I know what you’re probably thinking: “big deal Kev, Steven Moffat and Matt Smith pulled the same trick in season five”, but that’s not exactly true. While Smith and Moffat where indeed the new boys, Moffat couldn’t help himself, being the insane plotter that he is, by introducing River Song during Russell T Davis and David Tennant’s final proper season. Within Moffat’s run on the show there was always some kind of connective tissue as each Doctor would inherit a companion or vice versa. With season eleven the slate was wiped clean, and Chris Chibnall has put his own creative stamp on the show and changed my own expectations of what Doctor Who can be.
Case in point, like many Doctor Who fans I’ve been guilty of a spot of theorizing about the identity of The Timeless Child. One of this season’s overarching themes is that of parenthood and loss, Ryan and Graham have been at the heart of this as their slightly antagonistic relationship has become warm and loving through the combination of grief over their mutual loss of Grace and the heroes that they have become through travelling with the Doctor. The Timeless Child has been described as abandoned, perhaps by the Doctor herself in a previous life, but the season finale didn’t deal with this at all. Instead, it was a slightly more standalone adventure apart from the return of the Stenza assassin, Tim Shaw (calling him by his nickname is both funnier and easy to spell).
When Doctor Who returned to British television in 2005, Russell T Davis cited Buffy the Vampire Slayer, a show that pioneered a more serialized approach to genre TV with season-long arcs that featured a central Big Bad and combined it with monster of the week episodes. Steven Moffat continued this formula for twelve seasons so this is what we have come to expect from Doctor Who. The Battle of Ranskoor Av Kolos marks a new chapter in the show for many reasons, some bad, but most of them good.
Chris Chibnall has treated this season as a debut season, and those tend to have lots of standalone episodes, with the finale being more about character arcs than plot. The Battle of Ranskoor Av Kolos does just that, and though it does feel a little lightweight, it’s still a fun episode.

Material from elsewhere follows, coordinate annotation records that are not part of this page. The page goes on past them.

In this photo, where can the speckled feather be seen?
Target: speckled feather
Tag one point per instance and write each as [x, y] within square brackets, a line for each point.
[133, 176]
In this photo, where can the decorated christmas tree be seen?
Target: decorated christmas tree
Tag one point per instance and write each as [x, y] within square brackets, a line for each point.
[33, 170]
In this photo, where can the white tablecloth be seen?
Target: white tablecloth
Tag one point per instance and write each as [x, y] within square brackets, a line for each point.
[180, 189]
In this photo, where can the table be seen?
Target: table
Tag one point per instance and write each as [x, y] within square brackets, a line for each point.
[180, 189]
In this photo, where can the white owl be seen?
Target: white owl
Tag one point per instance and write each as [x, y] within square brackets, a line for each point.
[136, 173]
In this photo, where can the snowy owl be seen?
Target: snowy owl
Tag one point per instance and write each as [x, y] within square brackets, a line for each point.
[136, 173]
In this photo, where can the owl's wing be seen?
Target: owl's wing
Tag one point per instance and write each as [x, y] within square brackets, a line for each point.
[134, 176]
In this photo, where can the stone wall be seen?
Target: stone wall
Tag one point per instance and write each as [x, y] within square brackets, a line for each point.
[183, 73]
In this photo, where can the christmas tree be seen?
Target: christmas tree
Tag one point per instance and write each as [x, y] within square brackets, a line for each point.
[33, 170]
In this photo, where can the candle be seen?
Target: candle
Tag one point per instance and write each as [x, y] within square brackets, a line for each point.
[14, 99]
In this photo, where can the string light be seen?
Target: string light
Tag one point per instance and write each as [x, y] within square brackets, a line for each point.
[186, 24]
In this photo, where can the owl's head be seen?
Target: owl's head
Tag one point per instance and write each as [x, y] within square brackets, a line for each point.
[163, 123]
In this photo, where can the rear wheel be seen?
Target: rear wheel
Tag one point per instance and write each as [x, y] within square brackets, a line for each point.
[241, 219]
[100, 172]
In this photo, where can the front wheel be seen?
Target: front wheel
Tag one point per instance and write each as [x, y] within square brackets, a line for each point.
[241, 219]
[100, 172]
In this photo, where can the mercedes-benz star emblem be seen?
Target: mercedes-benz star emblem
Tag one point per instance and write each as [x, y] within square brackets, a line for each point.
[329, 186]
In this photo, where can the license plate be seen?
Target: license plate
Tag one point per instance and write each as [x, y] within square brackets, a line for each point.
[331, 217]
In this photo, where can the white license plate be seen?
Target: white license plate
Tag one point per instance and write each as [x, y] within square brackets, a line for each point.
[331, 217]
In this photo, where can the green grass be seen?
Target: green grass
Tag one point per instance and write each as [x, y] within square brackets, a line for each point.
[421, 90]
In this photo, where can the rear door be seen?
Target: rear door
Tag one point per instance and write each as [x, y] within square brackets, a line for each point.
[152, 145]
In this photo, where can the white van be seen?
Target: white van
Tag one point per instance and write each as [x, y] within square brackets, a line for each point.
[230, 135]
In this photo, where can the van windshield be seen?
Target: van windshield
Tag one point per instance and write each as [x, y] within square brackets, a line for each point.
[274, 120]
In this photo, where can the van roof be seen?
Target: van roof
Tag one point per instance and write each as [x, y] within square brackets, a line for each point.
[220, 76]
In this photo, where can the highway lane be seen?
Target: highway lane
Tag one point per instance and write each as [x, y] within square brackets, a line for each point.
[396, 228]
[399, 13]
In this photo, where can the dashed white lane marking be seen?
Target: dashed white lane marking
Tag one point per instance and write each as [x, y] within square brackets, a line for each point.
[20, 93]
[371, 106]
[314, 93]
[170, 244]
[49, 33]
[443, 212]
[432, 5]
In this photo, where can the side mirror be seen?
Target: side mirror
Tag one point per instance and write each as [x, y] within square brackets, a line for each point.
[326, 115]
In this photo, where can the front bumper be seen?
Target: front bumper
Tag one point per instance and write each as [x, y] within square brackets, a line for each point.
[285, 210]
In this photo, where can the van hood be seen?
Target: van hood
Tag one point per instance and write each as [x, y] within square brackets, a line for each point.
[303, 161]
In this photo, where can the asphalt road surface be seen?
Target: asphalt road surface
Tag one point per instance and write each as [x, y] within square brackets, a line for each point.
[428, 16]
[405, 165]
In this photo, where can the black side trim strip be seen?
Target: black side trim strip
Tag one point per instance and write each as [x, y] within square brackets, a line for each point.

Sure, it doesn’t have the level of grandeur of past finales but it is refreshing to watch a season of Doctor Who that has tried new things, whether it’s visiting periods of history that are more controversial, ending an episode about grief and pocket dimensions with the Doctor talking to a frog, or the fact that this season has been free of the overused classic monsters. Apart from the Silence, this is the first finale in years that isn’t centered around legacy villains like the Daleks, the Cybermen, The Great Intelligence, or The Master and/or Missy.
What this episode shares with past finales is the confirmation of just how powerful and brilliant this new Doctor is. Like David Tennant in Army of Ghosts, or Matt Smith in The Big Bang, Jodie Whittaker stakes her claim as the Doctor by consolidating everything that has made her performance so compelling during these ten episodes. While the plot of this finale doesn’t quite match her individual qualities, her command of the character elevates this episode from good to great. The same goes for Bradley Walsh as Graham, who has been the unexpected heart of the show and his confrontation with Tim Shaw was a beautifully realized bit of heroism with an assist from Ryan.

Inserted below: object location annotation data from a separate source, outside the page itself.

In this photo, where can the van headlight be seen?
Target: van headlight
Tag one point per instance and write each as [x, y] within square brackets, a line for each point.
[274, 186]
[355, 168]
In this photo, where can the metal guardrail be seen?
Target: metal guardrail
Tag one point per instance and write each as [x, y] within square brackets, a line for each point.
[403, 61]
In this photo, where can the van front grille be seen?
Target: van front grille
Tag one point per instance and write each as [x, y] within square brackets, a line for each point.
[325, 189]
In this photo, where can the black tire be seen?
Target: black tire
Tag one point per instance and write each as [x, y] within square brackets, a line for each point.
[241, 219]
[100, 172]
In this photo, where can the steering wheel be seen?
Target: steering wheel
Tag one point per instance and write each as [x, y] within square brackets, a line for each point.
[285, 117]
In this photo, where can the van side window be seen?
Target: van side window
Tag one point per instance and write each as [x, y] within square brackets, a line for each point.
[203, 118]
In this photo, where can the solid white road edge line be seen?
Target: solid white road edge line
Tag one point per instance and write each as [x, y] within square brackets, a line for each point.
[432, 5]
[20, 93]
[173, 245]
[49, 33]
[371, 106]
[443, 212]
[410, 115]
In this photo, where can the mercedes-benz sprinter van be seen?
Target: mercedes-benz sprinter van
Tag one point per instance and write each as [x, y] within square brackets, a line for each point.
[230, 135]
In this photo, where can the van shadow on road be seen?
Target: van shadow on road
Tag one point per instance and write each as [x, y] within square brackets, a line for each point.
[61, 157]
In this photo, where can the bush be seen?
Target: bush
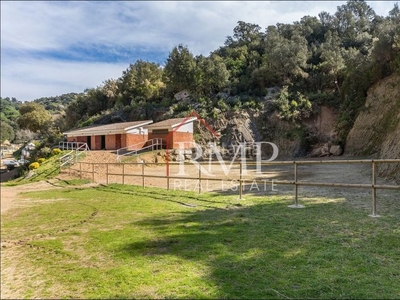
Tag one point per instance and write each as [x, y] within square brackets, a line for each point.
[34, 165]
[56, 151]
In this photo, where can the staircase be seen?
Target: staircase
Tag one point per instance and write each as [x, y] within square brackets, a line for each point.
[150, 145]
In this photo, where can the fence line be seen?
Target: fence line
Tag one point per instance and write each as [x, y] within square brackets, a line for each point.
[241, 180]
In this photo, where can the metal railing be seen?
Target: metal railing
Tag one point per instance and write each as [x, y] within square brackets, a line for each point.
[150, 145]
[72, 156]
[79, 146]
[241, 180]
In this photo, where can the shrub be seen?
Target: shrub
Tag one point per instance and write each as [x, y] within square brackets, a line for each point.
[56, 151]
[34, 165]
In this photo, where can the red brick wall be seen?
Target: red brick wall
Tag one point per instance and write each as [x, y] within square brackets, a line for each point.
[96, 142]
[179, 137]
[110, 142]
[166, 137]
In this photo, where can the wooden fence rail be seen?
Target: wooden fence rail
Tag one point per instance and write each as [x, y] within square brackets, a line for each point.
[240, 179]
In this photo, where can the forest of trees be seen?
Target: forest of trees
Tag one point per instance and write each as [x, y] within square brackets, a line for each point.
[329, 59]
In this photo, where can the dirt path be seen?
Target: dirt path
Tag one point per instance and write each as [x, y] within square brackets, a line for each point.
[10, 194]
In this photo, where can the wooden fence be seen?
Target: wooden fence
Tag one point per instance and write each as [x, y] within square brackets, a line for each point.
[137, 170]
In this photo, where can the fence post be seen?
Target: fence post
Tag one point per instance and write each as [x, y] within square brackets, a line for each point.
[167, 176]
[142, 174]
[296, 189]
[200, 180]
[240, 181]
[374, 215]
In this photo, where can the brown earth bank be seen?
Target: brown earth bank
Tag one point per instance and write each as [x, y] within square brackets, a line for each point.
[376, 130]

Season eleven has been an overall success in my humble opinion. The truth is, apart from the last episode that I loved, Steven Moffat’s last season as showrunner of Doctor Who was the worst I’ve seen despite the best efforts of Peter Capaldi and Pearl Mackie. It was clear that the show needed a reinvention, and while I was a big supporter of the next Doctor being a woman, I never thought they could get someone of Jodie Whittaker’s talent. The mark of a great Doctor is the skill to make bad episodes watchable and great episodes sing. She has more than proved that she is up to the task.
8/10 – A solid finale that paid off emotionally even if it didn’t have the scale that we are used to. I’m a fan of this creative direction, but I would like to see more serialized stories with Team Tardis in the future. They’ve been introduced, now lets see how they do with the Doctor’s biggest foes.